President of UAT Doctor Bantu Wanda Mahlatsi President of UAT Doctor Bantu Wanda Mahlatsi

By Doer Mighty Mabule
UAT Head of Communications & National Spokesperson

The United Africans Transformation (UAT) notes the outcome of today’s parliamentary committee engagement in which the Minister of Communications and Digital Technologies, Solly Malatsi, was forced to defend his draft policy proposal aimed at creating a backdoor for foreign multinationals like Elon Musk’s Starlink to circumvent South Africa’s Black Economic Empowerment (BEE) laws.

While Parliament has today sent a clear message that South Africa’s transformation framework is not to be tampered with for the sake of billionaire appeasement, we remain deeply alarmed by the intent behind this draft policy which was nothing short of a betrayal of the democratic mandate to transform the economy in favour of the historically dispossessed.

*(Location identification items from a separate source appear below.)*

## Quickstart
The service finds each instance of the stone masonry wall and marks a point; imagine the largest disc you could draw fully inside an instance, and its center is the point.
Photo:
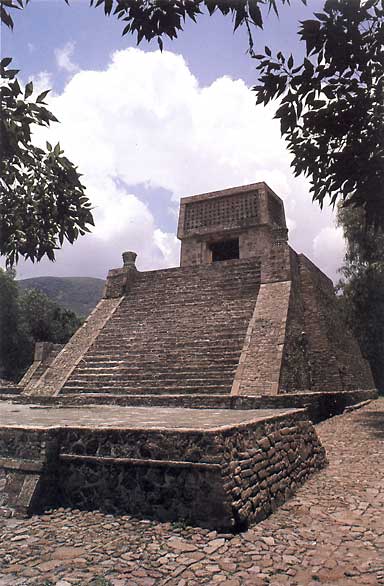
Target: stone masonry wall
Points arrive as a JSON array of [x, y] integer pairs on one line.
[[334, 356], [295, 373], [260, 362], [223, 478]]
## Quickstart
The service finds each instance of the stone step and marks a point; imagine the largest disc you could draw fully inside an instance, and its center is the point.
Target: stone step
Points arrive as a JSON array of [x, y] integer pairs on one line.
[[146, 390], [157, 372]]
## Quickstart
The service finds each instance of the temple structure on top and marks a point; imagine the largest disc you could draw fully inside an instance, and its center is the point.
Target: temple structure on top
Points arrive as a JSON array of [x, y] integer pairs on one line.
[[244, 314], [238, 223]]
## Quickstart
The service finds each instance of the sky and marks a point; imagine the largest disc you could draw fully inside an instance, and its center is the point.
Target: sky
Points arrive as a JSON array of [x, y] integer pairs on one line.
[[146, 128]]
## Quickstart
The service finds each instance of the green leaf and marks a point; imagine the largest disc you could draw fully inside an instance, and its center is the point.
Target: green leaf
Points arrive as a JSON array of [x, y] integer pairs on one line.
[[40, 98]]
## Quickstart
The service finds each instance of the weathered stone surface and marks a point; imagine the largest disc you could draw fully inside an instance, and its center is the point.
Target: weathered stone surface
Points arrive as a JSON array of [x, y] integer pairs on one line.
[[171, 464], [305, 542]]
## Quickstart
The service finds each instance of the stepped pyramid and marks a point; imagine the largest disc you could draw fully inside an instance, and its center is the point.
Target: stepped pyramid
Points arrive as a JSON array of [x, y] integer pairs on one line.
[[244, 314]]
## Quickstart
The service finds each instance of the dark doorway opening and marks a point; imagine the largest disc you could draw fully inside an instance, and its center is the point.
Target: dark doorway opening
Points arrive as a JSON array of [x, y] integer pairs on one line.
[[225, 250]]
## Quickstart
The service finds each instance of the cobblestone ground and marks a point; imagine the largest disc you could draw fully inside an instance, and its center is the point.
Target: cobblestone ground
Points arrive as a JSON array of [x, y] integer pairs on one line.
[[331, 532]]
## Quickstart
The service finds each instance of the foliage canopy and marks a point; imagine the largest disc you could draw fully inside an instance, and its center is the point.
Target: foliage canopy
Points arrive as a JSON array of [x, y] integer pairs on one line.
[[362, 287], [27, 317]]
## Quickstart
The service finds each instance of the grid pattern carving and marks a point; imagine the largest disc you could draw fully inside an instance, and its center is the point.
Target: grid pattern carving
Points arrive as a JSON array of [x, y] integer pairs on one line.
[[230, 210], [275, 211]]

Let the record show: the Minister did not act in a vacuum.

His actions reflect the broader neoliberal posture of the so-called Government of National Unity (GNU) a regime increasingly captured by foreign interests and anti-transformation agendas.

The GNU’s silence on the matter until public pressure mounted following Ramaphosa’s recent visit to the United States and links to Trump and Musk speaks volumes about who this administration truly serves.

This attempted policy manoeuvre, dressed up as “infrastructure investment” and “equity equivalence,” was an insult to the millions of Black South Africans who still remain on the margins of the digital and economic landscape.

It was an effort to exchange ownership for access as if transformation is negotiable when a foreign billionaire is involved.

Today’s parliamentary session made it undeniably clear that there was coordinated pushback against this betrayal, not only from opposition voices but also from within the ranks of Parliament’s Communications Committee.

Honourable members questioned both the timing of the draft policy and the political motivations behind it raising valid concerns about how such a drastic policy shift conveniently followed Ramaphosa’s trip to the United States, where engagement with Donald Trump and potential deals involving Elon Musk were reportedly on the agenda. Despite Ramaphosa’s denial that Starlink came up during the visit, the sequence of events speaks for itself.

The South African public is not naïve —we see this for what it is: an attempted handover of national policy direction to foreign billionaire interests.

UAT commends those Members of Parliament who today challenged this shameless sell-out.

Their stance confirmed that South Africa is not yet fully in the hands of multinationals and that Parliament still has a role to play in defending the legacy of the liberation struggle.

However, we warn the people: this is not over.

The GNU has shown its hand.

It is prepared to deregulate empowerment and bend our national policy at the flick of a dollar — or in this case, a Musk tweet.

UAT will resist every attempt to dilute our sovereignty and economic justice under the pretext of investment or innovation.

The digital future of South Africa must belong to the people not to foreign monopolies, tech billionaires, or their local proxies.